Cependant, selon certains experts, sa forte consommation antérieure aurait pu générer l'équivalent d'un delirium tremens en matière d'alcoolisme et expliquerait la bouffée délirante. Je suis incapable de fournir un avis éclairé sur cette question.
Pour autant, pour de nombreuses raisons, je ne peux pas accepter cette thèse. En effet, imaginons qu'un individu en proie à un delirium tremens écrase deux enfants sur un passage protégé, j'aurais beaucoup de difficultés à considérer qu'il n'est pas responsable d'avoir ingurgité de l'alcool, vingt-quatre ou quarante-huit heures avant les faits. Le désir de se faire du mal et de pouvoir faire du mal aux autres est volontaire. La modification de la loi est peut-être pertinente, mais en la circonstance, elle n'aurait rien changé.
J'aurais souhaité, comme cela se passait d'ailleurs autrefois systématiquement, plaider ce dossier devant la cour d'assises. J'aurais souhaité opposer le rapport Zagury à l'autre rapport devant la cour d'assises. Ensuite, ce dossier aurait fait l'objet d'une décision populaire.
M. Traoré est un délinquant notoire qui a été condamné à de multiples reprises pour avoir consommé de la drogue. De mémoire, en 2015, il a été condamné à une peine de sursis pour conduite sans permis sous l'emprise de substances toxiques ; une peine de sursis, alors même qu'il avait déjà un casier judiciaire très chargé. Si, à la dixième condamnation, alors même qu'il est gravissime de conduire sans permis et sous l'effet de substances toxiques, il avait été condamné à une peine appropriée, peut-être que Sarah Halimi serait encore vivante. Il n'est donc pas possible de séparer les dysfonctionnements judiciaires généraux de ce dysfonctionnement judiciaire particulier.
Devant la chambre de l'instruction, j'ai demandé à Traoré si, selon lui, il était accessible à une décision pénale, s'il était prêt à comparaître devant la cour d'assises pour répondre de son crime. Il m'a répondu « oui », tranquillement, calmement. Pour autant que je puisse, en quelques minutes, juger de l'état psychologique d'un individu, je vous assure que cet homme comprenait mes questions et répondait parfaitement. Cela signifie que, dès lors qu'il est sevré, Traoré est normal et je ne vois aucune raison pour qu'il ne soit pas libéré de son établissement psychiatrique quand il ne sera plus sous l'effet de la drogue. Certes, cela ne se produira pas demain, mais peut-être dans quelques mois.

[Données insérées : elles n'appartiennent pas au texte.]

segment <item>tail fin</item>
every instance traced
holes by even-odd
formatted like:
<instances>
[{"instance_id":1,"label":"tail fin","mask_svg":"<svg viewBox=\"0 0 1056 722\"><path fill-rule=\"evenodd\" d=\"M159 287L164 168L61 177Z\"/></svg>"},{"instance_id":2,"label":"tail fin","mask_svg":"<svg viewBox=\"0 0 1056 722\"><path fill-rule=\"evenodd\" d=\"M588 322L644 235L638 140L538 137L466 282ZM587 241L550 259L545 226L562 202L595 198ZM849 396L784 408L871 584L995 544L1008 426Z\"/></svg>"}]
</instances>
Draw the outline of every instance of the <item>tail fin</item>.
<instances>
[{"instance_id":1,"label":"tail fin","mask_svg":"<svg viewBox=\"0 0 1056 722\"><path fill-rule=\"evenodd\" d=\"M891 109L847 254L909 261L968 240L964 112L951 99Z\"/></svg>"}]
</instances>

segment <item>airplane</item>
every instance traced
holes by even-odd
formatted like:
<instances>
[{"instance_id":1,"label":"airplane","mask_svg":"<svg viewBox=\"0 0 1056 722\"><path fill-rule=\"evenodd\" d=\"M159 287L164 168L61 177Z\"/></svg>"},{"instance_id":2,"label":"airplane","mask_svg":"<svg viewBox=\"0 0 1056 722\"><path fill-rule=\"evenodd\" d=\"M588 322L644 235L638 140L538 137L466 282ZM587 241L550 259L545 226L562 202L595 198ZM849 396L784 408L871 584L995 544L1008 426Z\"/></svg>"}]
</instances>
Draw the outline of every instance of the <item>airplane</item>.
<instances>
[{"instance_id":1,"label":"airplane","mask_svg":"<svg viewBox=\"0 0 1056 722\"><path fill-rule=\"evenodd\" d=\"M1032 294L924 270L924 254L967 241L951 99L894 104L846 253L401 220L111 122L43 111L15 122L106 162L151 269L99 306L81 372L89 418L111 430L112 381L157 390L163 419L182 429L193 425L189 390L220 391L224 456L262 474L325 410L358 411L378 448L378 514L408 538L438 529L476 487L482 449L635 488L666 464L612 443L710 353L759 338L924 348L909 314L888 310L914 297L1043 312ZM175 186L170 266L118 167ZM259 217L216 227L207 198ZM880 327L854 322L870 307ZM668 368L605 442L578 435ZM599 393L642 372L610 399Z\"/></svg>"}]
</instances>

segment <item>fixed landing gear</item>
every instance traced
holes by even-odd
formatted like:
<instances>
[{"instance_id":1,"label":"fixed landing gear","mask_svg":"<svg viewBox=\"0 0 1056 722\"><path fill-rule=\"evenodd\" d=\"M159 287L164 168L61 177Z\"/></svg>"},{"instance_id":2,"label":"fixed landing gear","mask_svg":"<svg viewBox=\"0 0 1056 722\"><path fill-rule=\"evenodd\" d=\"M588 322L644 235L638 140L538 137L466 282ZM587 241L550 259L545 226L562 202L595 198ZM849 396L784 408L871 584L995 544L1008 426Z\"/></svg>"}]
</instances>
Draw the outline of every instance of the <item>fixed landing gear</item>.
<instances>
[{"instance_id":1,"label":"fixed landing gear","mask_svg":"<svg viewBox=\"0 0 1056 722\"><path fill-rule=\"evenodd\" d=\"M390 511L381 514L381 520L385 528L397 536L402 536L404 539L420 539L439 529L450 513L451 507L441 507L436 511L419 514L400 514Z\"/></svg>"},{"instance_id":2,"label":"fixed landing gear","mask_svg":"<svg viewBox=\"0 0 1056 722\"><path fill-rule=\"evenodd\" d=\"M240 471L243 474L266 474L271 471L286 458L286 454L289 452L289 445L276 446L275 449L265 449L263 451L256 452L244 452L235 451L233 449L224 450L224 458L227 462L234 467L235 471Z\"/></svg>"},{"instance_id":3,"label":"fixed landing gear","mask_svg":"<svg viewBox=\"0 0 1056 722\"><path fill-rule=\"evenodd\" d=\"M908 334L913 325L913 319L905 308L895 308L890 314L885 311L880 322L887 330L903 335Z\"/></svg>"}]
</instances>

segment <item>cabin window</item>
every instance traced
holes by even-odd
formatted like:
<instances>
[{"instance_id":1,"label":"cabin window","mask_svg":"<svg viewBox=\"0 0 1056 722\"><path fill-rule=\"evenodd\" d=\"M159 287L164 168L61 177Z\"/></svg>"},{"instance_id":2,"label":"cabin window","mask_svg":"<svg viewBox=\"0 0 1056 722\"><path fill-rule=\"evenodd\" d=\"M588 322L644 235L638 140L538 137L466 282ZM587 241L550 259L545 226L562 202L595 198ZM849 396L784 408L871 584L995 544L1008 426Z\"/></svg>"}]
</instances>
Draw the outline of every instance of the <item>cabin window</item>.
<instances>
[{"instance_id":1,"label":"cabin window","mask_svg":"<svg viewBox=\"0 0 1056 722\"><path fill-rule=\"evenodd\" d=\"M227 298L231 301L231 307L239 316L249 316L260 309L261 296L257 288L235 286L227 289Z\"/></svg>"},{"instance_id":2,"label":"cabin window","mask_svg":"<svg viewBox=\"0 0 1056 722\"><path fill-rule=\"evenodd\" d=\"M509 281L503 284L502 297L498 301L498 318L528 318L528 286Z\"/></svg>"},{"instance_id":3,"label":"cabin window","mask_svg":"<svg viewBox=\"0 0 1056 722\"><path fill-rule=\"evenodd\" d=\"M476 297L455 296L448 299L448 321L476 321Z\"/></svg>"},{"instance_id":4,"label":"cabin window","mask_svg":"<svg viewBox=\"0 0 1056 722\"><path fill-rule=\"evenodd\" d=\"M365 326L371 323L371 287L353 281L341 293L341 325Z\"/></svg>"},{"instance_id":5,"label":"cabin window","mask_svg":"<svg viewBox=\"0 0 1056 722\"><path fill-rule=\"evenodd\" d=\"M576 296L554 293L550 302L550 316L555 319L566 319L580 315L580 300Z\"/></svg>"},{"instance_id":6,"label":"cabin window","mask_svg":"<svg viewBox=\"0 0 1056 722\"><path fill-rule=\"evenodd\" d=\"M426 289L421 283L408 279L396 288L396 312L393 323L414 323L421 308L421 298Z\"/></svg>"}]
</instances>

Les choses passent vite, M. le président, tellement vite que je ne constate pas l'intérêt national que votre commission devrait susciter. Dans deux ou trois ans, l'affaire Halimi aura été chassée des esprits. Il n'y aura aucune raison de ne pas considérer que M. Traoré est tout à fait normal puisqu'il est normal.
Pour toutes ces raisons, je n'accepte pas cette décision. Ma cliente, franco-israélienne, a porté l'affaire devant les juridictions israéliennes puisque la loi israélienne autorise les justiciables israéliens à porter plainte pour des faits commis hors du territoire israélien lorsqu'il s'agit d'attentats antisémites.
La chambre de l'instruction a constaté qu'il s'agissait d'un crime antisémite. Intellectuellement, j'ai des difficultés à comprendre comment une instance judiciaire peut concilier l'antisémitisme et l'irresponsabilité. Quoi qu'il en soit, cette décision a permis de rendre la juridiction israélienne d'autant plus compétente que la loi israélienne considère que l'absorption volontaire d'une substance susceptible de rendre fou n'efface pas le châtiment pénal.
En 2018, dans une affaire similaire à la nôtre, la cour d'appel de Versailles a considéré que, loin d'être une circonstance exonératoire, l'absorption de drogue constituait une circonstance aggravante et la Cour de cassation a rejeté le pourvoi diligenté contre cette décision de justice. Cela signifie que l'arsenal juridique et judiciaire français permettait de traduire Traoré devant une cour d'assises.